Parę dni temu Wisła Kraków potwierdziła, że Jakub Krzyżanowski udał się na testy medyczne do Włoch. Badania przebiegły pomyślnie i 18-latek został wypożyczony do Torino do końca sezonu 2024/25. Jeśli klub z Turynu będzie z niego zadowolony, to młodzieżowy reprezentant Polski zostanie wykupiony.
Oczywiście trudno sobie wyobrazić, by od razu miał wejść do pierwszego zespołu i zadebiutować w Serie A. Prawdopodobnie na początku będzie ogrywany w drużynie Primavery.

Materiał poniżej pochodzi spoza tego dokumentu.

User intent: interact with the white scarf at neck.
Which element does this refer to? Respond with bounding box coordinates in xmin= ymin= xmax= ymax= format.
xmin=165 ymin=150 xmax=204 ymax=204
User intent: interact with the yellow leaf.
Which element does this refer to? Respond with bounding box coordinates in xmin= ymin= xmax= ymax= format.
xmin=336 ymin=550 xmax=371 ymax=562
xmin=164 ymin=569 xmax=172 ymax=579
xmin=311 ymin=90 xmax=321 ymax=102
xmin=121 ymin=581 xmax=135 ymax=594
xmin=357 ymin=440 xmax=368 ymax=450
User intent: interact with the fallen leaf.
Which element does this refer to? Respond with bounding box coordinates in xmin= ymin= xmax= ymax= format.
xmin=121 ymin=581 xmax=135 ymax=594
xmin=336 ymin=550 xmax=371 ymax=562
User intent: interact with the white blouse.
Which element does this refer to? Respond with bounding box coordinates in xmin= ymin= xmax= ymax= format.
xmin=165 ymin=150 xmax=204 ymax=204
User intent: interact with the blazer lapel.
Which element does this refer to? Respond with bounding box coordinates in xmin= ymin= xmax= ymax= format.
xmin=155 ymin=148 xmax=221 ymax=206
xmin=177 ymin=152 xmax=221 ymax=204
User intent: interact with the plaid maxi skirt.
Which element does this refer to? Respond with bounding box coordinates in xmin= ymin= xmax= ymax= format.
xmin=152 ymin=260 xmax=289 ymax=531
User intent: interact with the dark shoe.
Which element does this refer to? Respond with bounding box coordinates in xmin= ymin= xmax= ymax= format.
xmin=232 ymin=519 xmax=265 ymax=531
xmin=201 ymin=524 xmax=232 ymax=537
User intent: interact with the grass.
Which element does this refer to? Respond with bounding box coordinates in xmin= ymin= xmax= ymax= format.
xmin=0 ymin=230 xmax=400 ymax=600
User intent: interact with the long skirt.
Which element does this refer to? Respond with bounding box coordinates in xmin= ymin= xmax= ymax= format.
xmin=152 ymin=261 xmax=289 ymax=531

W sezonie 2023/24 Krzyżanowski wystąpił w 21 meczach Wisły. Popełnił sporo błędów i raczej nie był ulubieńcem kibiców, natomiast mówimy o 18-letnim zawodniku z dużym potencjałem. Pamiętamy go choćby z mistrzostw Europy U-17 w 2023 roku, gdy wraz z reprezentacją Polski dotarł do półfinału i był jedną z wyróżniających się postaci.
Już od dawna był na radarze wielu zagranicznych klubów. W styczniu informowaliśmy, że poważnie interesowały się nim kluby z Włoch oraz Belgii. Wówczas Wiśle udało się przekonać Krzyżanowskiego do pozostania. Przedłużono nawet kontrakt z utalentowanym piłkarzem (do 30 czerwca 2025 roku z opcją przedłużenia). W ostatnich dniach umowa została prolongowana po raz kolejny, tym razem do 30 czerwca 2026 roku z opcją przedłużenia.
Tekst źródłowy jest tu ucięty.